The VICE Channels

      A New Video Game Drops Players Into the Chaos of the Iranian Revolution

      A New Video Game Drops Players Into the Chaos of the Iranian Revolution A New Video Game Drops Players Into the Chaos of the Iranian Revolution A New Video Game Drops Players Into the Chaos of the Iranian Revolution

      War & Conflict

      A New Video Game Drops Players Into the Chaos of the Iranian Revolution

      By Ky Henderson

      Reza sits, hands bound, in a dingy interrogation room. A single overhead light illuminates his face, bruised and bloodied by the soldiers who raided his safe house. On the table in front of him sits a tape recorder and a folder whose contents may condemn him — and those he loves — to die.

      A man with a gravelly voice, the only other person in the room, offers Reza a cup of tea, but it feels less like an offer than a threat. "Your tea is getting cold," the man says almost as soon as he places it on the table.

      Will Reza drink from the cup, or knock it to the floor in defiance?

      The choice is yours. It's one of many decisions players are forced to make in 1979 Revolution: Black Friday, a new video game that puts players in the middle of the Iranian Revolution. Using actual events, people, and places, the game presents an opportunity to explore and experience the complex forces that drove the revolution, which resulted in the overthrow of US-backed Shah Mohammed Reza Pahlavi and the rise to power of Ayatollah Khomeini in the new Islamic Republic.

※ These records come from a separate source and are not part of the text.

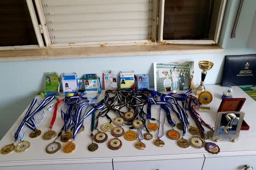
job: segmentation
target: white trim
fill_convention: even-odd
[[[51,45],[51,39],[48,32],[47,27],[46,26],[46,18],[44,18],[44,12],[43,11],[43,7],[42,6],[41,0],[35,0],[35,3],[38,10],[38,14],[39,17],[40,22],[43,28],[43,35],[44,41],[46,41],[46,46],[49,46]]]
[[[36,19],[36,15],[34,8],[33,2],[32,0],[26,0],[27,7],[30,12],[30,16],[31,18],[32,23],[33,24],[34,29],[36,34],[36,39],[38,39],[38,45],[39,47],[44,47],[44,41],[42,37],[42,34],[40,31],[39,26],[38,25],[38,19]]]

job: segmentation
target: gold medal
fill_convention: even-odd
[[[133,126],[136,129],[141,129],[143,125],[142,121],[138,119],[135,119],[133,121]]]
[[[188,142],[188,140],[183,138],[181,138],[180,139],[179,139],[177,142],[179,147],[184,148],[188,148],[190,146],[189,142]]]
[[[212,102],[212,95],[209,91],[204,91],[199,94],[198,100],[202,104],[208,104]]]
[[[177,130],[170,130],[167,133],[167,137],[172,140],[177,140],[180,137],[180,134]]]
[[[69,142],[63,146],[63,152],[65,154],[70,154],[76,149],[76,144],[72,142]]]
[[[15,147],[15,152],[21,153],[26,151],[30,147],[30,142],[28,141],[20,141]]]
[[[138,133],[134,131],[129,130],[125,133],[125,139],[128,141],[133,141],[138,138]]]
[[[55,131],[49,130],[48,131],[44,133],[44,134],[43,135],[43,139],[46,141],[51,140],[56,135],[56,133]]]
[[[14,144],[13,143],[12,143],[12,144],[8,144],[8,145],[4,146],[1,149],[1,154],[2,154],[2,155],[6,155],[6,154],[10,154],[11,152],[14,151],[15,149],[15,146],[14,146]]]
[[[71,132],[66,131],[60,136],[60,141],[62,142],[68,142],[72,139],[73,134]]]
[[[110,150],[117,150],[122,147],[122,141],[118,138],[115,138],[108,142],[108,147]]]
[[[108,135],[104,132],[98,132],[94,135],[93,139],[97,143],[103,143],[108,139]]]
[[[157,124],[148,123],[147,124],[147,128],[150,131],[156,131],[158,130],[158,125]]]
[[[111,131],[113,128],[113,126],[112,124],[106,123],[101,126],[101,130],[104,132],[109,132]]]
[[[61,147],[60,143],[57,142],[53,142],[47,145],[46,148],[46,151],[47,154],[52,154],[57,152]]]
[[[33,131],[30,133],[30,137],[31,138],[35,138],[40,136],[41,133],[41,130],[36,129],[35,131]]]
[[[111,134],[115,137],[119,137],[125,134],[125,130],[121,127],[115,127],[111,130]]]
[[[155,139],[154,141],[154,144],[157,147],[163,147],[164,145],[164,142],[160,140],[160,139]]]
[[[135,147],[139,150],[143,150],[146,147],[146,144],[141,141],[138,141],[134,144]]]

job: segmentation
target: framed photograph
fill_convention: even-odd
[[[155,90],[159,92],[196,88],[194,62],[154,63]]]

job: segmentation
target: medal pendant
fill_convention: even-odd
[[[167,137],[172,140],[177,140],[180,137],[180,134],[177,130],[170,130],[167,133]]]
[[[110,131],[113,126],[110,123],[106,123],[101,126],[101,130],[104,132]]]
[[[150,131],[156,131],[159,128],[157,124],[148,123],[147,124],[147,128]]]
[[[52,154],[57,152],[61,147],[60,143],[57,142],[53,142],[49,143],[46,148],[46,151],[47,154]]]
[[[144,139],[147,141],[151,140],[153,138],[153,135],[150,133],[145,133],[143,134]]]
[[[188,142],[188,140],[183,138],[181,138],[180,139],[179,139],[177,142],[179,147],[184,148],[188,148],[190,146],[189,142]]]
[[[143,150],[146,147],[146,144],[141,141],[138,141],[134,144],[135,147],[139,150]]]
[[[66,131],[60,136],[60,141],[62,142],[68,142],[72,138],[72,133],[69,131]]]
[[[205,143],[204,148],[207,152],[213,154],[217,154],[220,151],[220,148],[218,146],[212,142]]]
[[[30,133],[30,137],[31,138],[35,138],[40,136],[41,133],[41,130],[36,129],[35,131],[33,131]]]
[[[133,141],[138,138],[138,133],[133,130],[129,130],[125,133],[125,139],[128,141]]]
[[[49,141],[56,137],[56,133],[55,131],[49,130],[48,131],[46,131],[44,133],[43,135],[43,139],[44,140]]]
[[[93,142],[88,146],[88,149],[89,151],[93,152],[97,150],[98,149],[98,144]]]
[[[30,147],[30,142],[28,141],[20,141],[15,148],[15,152],[21,153],[26,151]]]
[[[119,137],[125,134],[125,130],[121,127],[115,127],[111,130],[111,134],[115,137]]]
[[[136,129],[141,129],[143,125],[142,121],[138,119],[135,119],[133,121],[133,126]]]
[[[76,144],[72,142],[69,142],[63,146],[63,152],[65,154],[72,153],[76,149]]]
[[[6,155],[10,154],[15,149],[15,146],[13,143],[4,146],[1,151],[2,155]]]
[[[103,143],[108,139],[108,135],[104,132],[98,132],[94,135],[93,140],[97,143]]]
[[[164,145],[164,142],[160,140],[160,139],[155,139],[155,141],[154,141],[154,144],[157,147],[163,147]]]
[[[112,150],[117,150],[122,147],[122,141],[115,138],[108,142],[108,147]]]

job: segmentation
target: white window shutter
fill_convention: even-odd
[[[41,0],[52,44],[152,39],[152,0]]]

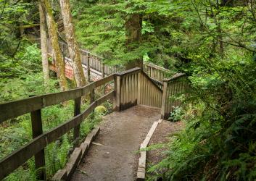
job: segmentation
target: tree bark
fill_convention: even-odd
[[[49,0],[40,0],[43,9],[45,9],[48,33],[52,46],[52,58],[55,60],[57,75],[59,79],[61,90],[67,90],[67,82],[65,74],[65,62],[59,48],[57,27],[52,14],[52,9]]]
[[[49,83],[49,62],[48,62],[48,54],[47,54],[47,36],[46,29],[46,18],[43,11],[41,2],[39,5],[39,14],[40,14],[40,40],[41,40],[41,51],[42,55],[42,67],[43,67],[43,77],[44,87],[47,88]]]
[[[128,52],[136,49],[141,39],[142,16],[140,14],[128,15],[125,20],[126,50]],[[143,59],[138,58],[125,64],[125,69],[143,68]]]
[[[73,61],[73,71],[76,85],[82,87],[86,84],[78,43],[75,37],[72,23],[70,4],[69,0],[59,0],[66,41],[70,59]]]

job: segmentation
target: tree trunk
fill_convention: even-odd
[[[70,4],[69,0],[59,0],[63,24],[67,43],[68,52],[70,59],[73,61],[73,71],[76,85],[82,87],[86,85],[82,62],[78,43],[75,38],[74,26],[72,23]]]
[[[125,20],[125,36],[127,51],[136,49],[141,38],[142,16],[140,14],[128,15]],[[143,68],[142,57],[130,60],[126,62],[125,69],[134,67]]]
[[[67,82],[65,74],[65,62],[59,45],[57,27],[52,14],[51,6],[49,0],[41,0],[41,3],[46,12],[48,33],[52,46],[52,58],[55,60],[60,89],[62,91],[66,90],[67,90]]]
[[[41,40],[41,51],[42,54],[42,67],[43,67],[43,77],[45,88],[47,88],[49,83],[49,63],[47,55],[47,36],[46,30],[46,19],[43,11],[41,2],[39,5],[40,14],[40,40]]]

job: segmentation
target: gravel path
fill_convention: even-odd
[[[139,149],[160,111],[136,106],[104,119],[101,131],[72,180],[135,180]]]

      Reza and his interrogator in a screenshot from the game.

      Players take on the persona of Reza Shirazi, an aspiring photojournalist who gets swept up in the unfolding revolution in September 1978. From the day when he first photographs protesters from a Tehran rooftop until he finds himself imprisoned in 1980, players must make choices that affect the way the story plays out as the game progresses. Do you drink the tea? Your decision will have consequences.

      The interrogation is set in Iran's notorious Evin Prison, long known for holding political prisoners. (Recently, Jason Rezaian of the Washington Post was held in Evin on trumped-up espionage charges; he was released earlier this year.) In the aftermath of the revolution, prisoners were regularly tortured and thousands were put to death, many reportedly at the hands of Asadollah Lajevardi, who served as the prison's warden for several years in the 1980s.

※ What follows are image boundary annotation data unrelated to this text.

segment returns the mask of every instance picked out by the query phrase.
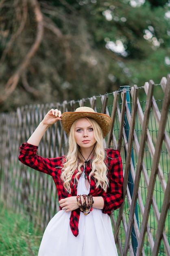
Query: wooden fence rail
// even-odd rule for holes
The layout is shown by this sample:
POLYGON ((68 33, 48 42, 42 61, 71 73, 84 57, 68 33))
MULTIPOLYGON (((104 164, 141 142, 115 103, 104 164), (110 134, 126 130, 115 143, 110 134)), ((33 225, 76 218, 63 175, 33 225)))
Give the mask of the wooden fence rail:
MULTIPOLYGON (((142 88, 125 86, 100 97, 0 114, 0 200, 26 212, 44 229, 59 210, 56 187, 50 177, 19 162, 19 146, 50 108, 63 112, 90 106, 111 116, 113 125, 104 142, 118 149, 122 159, 124 200, 111 216, 119 255, 170 256, 170 104, 168 75, 159 85, 150 80, 142 88), (159 100, 154 97, 157 90, 159 100)), ((66 135, 57 122, 44 135, 38 153, 59 156, 67 147, 66 135)))

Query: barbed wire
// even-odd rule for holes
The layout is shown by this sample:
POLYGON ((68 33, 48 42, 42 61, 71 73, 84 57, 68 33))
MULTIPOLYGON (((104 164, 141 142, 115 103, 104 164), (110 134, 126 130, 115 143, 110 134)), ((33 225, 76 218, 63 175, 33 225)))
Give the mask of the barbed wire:
MULTIPOLYGON (((155 84, 154 86, 157 86, 157 85, 161 85, 161 84, 160 83, 158 83, 157 84, 155 84)), ((74 100, 71 100, 70 101, 69 101, 67 102, 67 103, 68 104, 70 104, 71 103, 72 103, 73 101, 74 101, 74 103, 79 103, 80 102, 80 101, 82 100, 83 100, 84 101, 90 101, 90 99, 92 98, 93 97, 94 97, 95 98, 101 98, 102 96, 104 96, 104 95, 113 95, 113 93, 114 92, 118 92, 120 93, 120 92, 123 92, 124 91, 124 89, 126 89, 126 92, 130 92, 132 88, 133 87, 133 86, 130 86, 130 85, 123 85, 122 86, 121 86, 121 87, 122 87, 122 89, 121 88, 119 88, 118 90, 116 90, 115 91, 114 91, 114 92, 106 92, 105 94, 103 94, 102 95, 101 94, 99 94, 99 95, 98 96, 96 96, 96 95, 94 95, 93 96, 92 96, 92 97, 88 97, 88 98, 83 98, 81 99, 78 99, 76 101, 74 101, 74 100), (129 87, 129 88, 125 88, 124 87, 125 86, 126 86, 127 87, 129 87)), ((140 87, 138 87, 137 89, 139 90, 142 90, 142 89, 144 89, 144 86, 140 86, 140 87)), ((63 106, 63 103, 60 104, 60 106, 63 106)))

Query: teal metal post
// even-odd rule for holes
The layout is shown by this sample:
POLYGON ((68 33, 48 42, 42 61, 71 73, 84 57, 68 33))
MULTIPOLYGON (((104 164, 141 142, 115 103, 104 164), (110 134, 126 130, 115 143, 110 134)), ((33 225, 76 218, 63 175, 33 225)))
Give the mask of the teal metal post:
MULTIPOLYGON (((129 85, 123 85, 120 86, 120 90, 122 91, 123 89, 125 88, 126 91, 126 99, 128 105, 129 109, 131 112, 131 101, 130 97, 130 86, 129 85)), ((125 112, 124 116, 124 128, 126 135, 127 139, 128 141, 129 135, 129 125, 127 120, 126 112, 125 112)), ((126 157, 126 153, 125 151, 125 157, 126 157)), ((132 162, 133 163, 133 166, 134 166, 134 155, 133 152, 133 150, 131 153, 131 158, 132 162)), ((132 175, 131 174, 131 170, 129 170, 129 174, 128 179, 128 186, 129 189, 129 191, 131 194, 131 197, 132 197, 132 195, 133 193, 134 183, 132 179, 132 175)), ((136 215, 137 223, 138 223, 138 216, 137 212, 137 205, 136 205, 135 209, 135 214, 136 215)), ((131 235, 131 237, 132 238, 132 244, 133 249, 135 255, 136 255, 136 251, 137 247, 137 238, 135 235, 135 229, 133 225, 132 227, 132 232, 131 235)))

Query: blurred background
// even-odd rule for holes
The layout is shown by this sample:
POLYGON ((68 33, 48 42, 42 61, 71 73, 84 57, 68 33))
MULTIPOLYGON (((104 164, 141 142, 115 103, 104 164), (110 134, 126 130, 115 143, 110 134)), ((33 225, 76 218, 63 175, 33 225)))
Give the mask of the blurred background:
POLYGON ((1 0, 0 19, 0 112, 170 72, 167 0, 1 0))

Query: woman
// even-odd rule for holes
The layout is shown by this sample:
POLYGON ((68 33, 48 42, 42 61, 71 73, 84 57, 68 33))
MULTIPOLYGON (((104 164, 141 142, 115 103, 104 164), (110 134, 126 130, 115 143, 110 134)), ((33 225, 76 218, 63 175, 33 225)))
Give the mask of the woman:
POLYGON ((60 209, 50 221, 38 256, 118 256, 109 215, 123 201, 123 172, 118 150, 105 149, 111 119, 87 107, 74 112, 53 109, 20 147, 19 160, 51 175, 60 209), (37 154, 47 129, 58 120, 68 135, 66 156, 37 154))

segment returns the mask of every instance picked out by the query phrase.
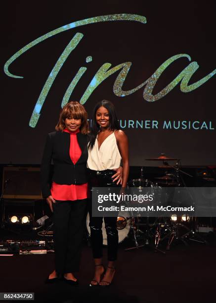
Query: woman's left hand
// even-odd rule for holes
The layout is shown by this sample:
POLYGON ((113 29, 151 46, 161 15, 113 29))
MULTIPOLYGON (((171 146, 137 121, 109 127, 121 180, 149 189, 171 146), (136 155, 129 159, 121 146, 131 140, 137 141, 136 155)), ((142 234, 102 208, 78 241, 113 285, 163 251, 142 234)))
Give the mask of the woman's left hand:
POLYGON ((117 181, 117 185, 118 185, 119 184, 122 184, 122 171, 123 168, 122 166, 120 166, 118 168, 114 168, 113 170, 115 170, 116 173, 112 177, 113 182, 117 181))

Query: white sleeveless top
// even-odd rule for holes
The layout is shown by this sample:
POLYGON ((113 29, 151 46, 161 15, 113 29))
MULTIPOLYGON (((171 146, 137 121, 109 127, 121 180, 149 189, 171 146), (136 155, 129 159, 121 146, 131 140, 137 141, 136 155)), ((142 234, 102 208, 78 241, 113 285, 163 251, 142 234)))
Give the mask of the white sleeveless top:
POLYGON ((98 150, 97 137, 92 149, 88 150, 87 167, 93 170, 118 168, 122 157, 118 148, 114 132, 108 136, 98 150))

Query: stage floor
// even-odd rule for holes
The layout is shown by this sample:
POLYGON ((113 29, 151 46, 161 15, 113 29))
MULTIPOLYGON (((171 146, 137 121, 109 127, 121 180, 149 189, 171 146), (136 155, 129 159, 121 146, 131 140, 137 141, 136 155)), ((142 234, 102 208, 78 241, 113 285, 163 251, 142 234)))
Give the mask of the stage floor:
MULTIPOLYGON (((53 269, 54 255, 0 256, 0 291, 34 292, 39 302, 132 302, 191 303, 214 302, 216 246, 191 243, 173 245, 166 254, 148 248, 125 251, 120 245, 113 284, 108 288, 89 288, 94 265, 90 248, 85 245, 80 285, 64 282, 46 285, 53 269)), ((104 249, 104 259, 106 250, 104 249)), ((106 262, 104 261, 104 264, 106 262)))

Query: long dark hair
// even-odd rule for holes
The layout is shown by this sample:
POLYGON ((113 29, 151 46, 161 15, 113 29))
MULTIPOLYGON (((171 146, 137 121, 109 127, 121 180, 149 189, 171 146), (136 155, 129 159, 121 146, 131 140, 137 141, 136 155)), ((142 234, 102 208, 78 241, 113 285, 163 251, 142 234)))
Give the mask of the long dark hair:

      It is Lajevardi, terrifying even as a video game character, who serves Reza the tea and proceeds to interrogate him.

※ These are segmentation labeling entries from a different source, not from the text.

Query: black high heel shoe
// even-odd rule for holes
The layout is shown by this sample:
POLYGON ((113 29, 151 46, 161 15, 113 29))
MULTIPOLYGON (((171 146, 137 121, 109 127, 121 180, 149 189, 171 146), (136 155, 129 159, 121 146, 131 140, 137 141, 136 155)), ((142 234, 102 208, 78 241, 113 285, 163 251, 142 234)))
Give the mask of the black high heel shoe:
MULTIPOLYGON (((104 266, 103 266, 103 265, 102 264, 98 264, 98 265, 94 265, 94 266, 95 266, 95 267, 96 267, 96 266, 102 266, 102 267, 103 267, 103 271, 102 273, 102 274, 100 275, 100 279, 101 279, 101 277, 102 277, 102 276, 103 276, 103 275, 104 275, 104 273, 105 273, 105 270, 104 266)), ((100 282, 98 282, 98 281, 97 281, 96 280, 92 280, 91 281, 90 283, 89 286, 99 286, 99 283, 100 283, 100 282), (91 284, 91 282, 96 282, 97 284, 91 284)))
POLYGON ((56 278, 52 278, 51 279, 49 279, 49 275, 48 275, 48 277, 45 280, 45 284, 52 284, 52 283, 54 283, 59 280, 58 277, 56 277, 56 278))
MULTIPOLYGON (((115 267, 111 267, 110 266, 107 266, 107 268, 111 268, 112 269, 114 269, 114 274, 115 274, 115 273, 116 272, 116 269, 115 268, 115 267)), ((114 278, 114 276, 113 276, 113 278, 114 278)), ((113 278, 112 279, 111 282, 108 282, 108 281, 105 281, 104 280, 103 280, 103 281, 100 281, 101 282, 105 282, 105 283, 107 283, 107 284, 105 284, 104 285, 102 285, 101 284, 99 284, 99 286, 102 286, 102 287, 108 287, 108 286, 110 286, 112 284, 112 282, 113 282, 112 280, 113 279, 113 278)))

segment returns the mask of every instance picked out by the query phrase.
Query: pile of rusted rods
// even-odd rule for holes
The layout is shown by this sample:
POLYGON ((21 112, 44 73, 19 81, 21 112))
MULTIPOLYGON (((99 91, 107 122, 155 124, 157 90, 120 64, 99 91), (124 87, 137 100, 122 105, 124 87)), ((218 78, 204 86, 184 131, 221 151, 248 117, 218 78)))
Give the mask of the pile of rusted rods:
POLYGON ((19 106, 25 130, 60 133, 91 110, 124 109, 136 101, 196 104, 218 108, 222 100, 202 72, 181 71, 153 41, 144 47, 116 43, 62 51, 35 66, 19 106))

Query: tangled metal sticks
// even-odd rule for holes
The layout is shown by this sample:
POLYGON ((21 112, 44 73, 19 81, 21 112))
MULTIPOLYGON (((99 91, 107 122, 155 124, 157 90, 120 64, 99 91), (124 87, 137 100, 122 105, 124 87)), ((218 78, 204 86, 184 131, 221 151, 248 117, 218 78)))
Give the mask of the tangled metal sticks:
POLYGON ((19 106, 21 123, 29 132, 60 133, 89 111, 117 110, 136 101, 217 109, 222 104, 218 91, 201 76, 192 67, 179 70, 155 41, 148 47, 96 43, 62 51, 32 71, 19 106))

      Maintaining historical accuracy in the game was important, says director, co-writer, and co-creator Navid Khonsari. He and his team conducted more than 40 interviews with Iranians who lived through the revolution — several of the people involved in the making of the game, including Khonsari, lived through it as well — and Reza's fictional story is based in part on those real-life accounts. Many of the scenes that players photograph with Reza's camera in the course of the game are inspired by the pictures of French photojournalist Michel Setboun, who was in Iran at the time of the revolution.

      The player's photos — often displayed in a game menu alongside Setboun's — are accompanied by explanations of what's happening in the pictures. The result is a quick but wide-ranging education on 1970s Iran, touching on everything from Iranian-built Paykan cars to the illicit cassette tapes that were used to spread the messages of exiled religious leaders and intellectuals.

      But for Khonsari, staying true to history was not the most important aspect of 1979 Revolution.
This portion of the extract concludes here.